Trovato, the eccentric violinist, headlining, departed his usual hit, but even he was not spared by the gallery gods, although he turned their razzing to good purpose with his fiddling imitations. As an act Trovato is a funny proposition, but it is this very puzzling eccentricity, otherwise “showmanship” that impresses. Entering fittingly, very a la “nance,” he earns for himself a cross between a derisive and pitiful giggle (although an audience may not translate their emotions in so many words), but at the same times commands an interest, which, fortified as he is by headline billing, turns the sympathy again in his favor. For the rest, Trovato holds his instrument a la cello and grinds out rag and classic which ofttimes strikes raspingly on the ear, but cannot be dismissed as poor instrumentalization. It is not.
Ronair and Ward, No. 2 after intermission, fared considerably well with their crosstalk in “two” over a rural hedge, in which the couple recognize themselves as former neighbors, and engage in pleasant familiarities and reminiscences to the delight of their audience.

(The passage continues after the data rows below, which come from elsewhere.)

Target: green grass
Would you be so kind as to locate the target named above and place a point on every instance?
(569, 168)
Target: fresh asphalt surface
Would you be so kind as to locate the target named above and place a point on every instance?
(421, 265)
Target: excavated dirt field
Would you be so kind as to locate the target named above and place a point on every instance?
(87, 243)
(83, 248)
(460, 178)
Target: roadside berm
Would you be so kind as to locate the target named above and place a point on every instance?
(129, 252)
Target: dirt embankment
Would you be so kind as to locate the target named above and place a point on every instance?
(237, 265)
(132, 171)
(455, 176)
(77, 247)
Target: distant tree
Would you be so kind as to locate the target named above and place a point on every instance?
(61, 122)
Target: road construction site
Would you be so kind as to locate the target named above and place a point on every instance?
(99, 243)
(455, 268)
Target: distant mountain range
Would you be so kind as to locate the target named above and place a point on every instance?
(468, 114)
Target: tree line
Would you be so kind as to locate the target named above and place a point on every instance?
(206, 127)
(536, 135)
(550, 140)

19 Mins.; Full Stage (Special Set). “The Shoplifter” is a melodrama of the type that makes its greatest appeal to a small time audience. It contains all of the salient points that made the melos of a decade ago the popular entertainment for the shop girl and her beau. The plot of “The Shoplifter” smacks a little of the Horatio Alger stories. This has been modernized and placed into a set and environment similar to that of the first act of “Within the Law.” There is the mighty boss of the department close-fisted and grasping, the private detective, the shoplifter and all the attendant features that go with three principal characters of this sort. The department store has been systematically robbed for several weeks; the regular house staff of coppers cannot find the thief; an agency man is called in and he locates the crook. She proves to be the sister of one of the former employees of the store, who was injured while working and is at present in a hospital. There is a noted European surgeon visiting America. He is told of the boy’s case and although his fee is never under $1,000 he is willing to attend to this case for $300. Because of the fact that a jury refused to award her brother any damages for the injuries he received by falling down the elevator shaft in old flint-fist’s store, the girl starts stealing to get the required amount. She is caught and confesses and as she is about to be taken to the police station the proprietor’s own daughter is brought into his office in an unconscious condition, she having fallen down the same elevator shaft as the boy .At the sight of his own offering’s suffering the boss undergoes a change of heart and refuses to appear against the shoplifter. The act closed a strong favorite on the American Roof.
[New Act] Hand balancing and acrobatics, 10 mins; full stage. Man and woman, The man is on first with some baton juggling, very dexterously done. The girl is petite and besides acting as mounter is the hand-to-hand stuff on a first rate tumbler on her own account. She does forwards and backwards swiftly and handles all of the familiar ground tumbling tricks in an experienced way. For a finish the girl carries the man off, holding him aloft in one hand. This is a corking feat of strength for the size of the girl. Closing the show at the American the act did well. Good silent turn for any type of house.
[New act] Dance, 10 mins; three. A couple in a straight dance routine, opening with a waltz, he in velvet suit, she in ballet costume. The waltz is variegated with a little toe-stepping on her part which as develops proves to be her forte. A solo by each follows, with the man in the sateen blouse and the velvets doing a whirling Russian number, and the woman a toe one-step. For a finish, following a short double dance number, he whirls her on his shoulder to the extent of a quartet of curtains. Good pop house team for either end.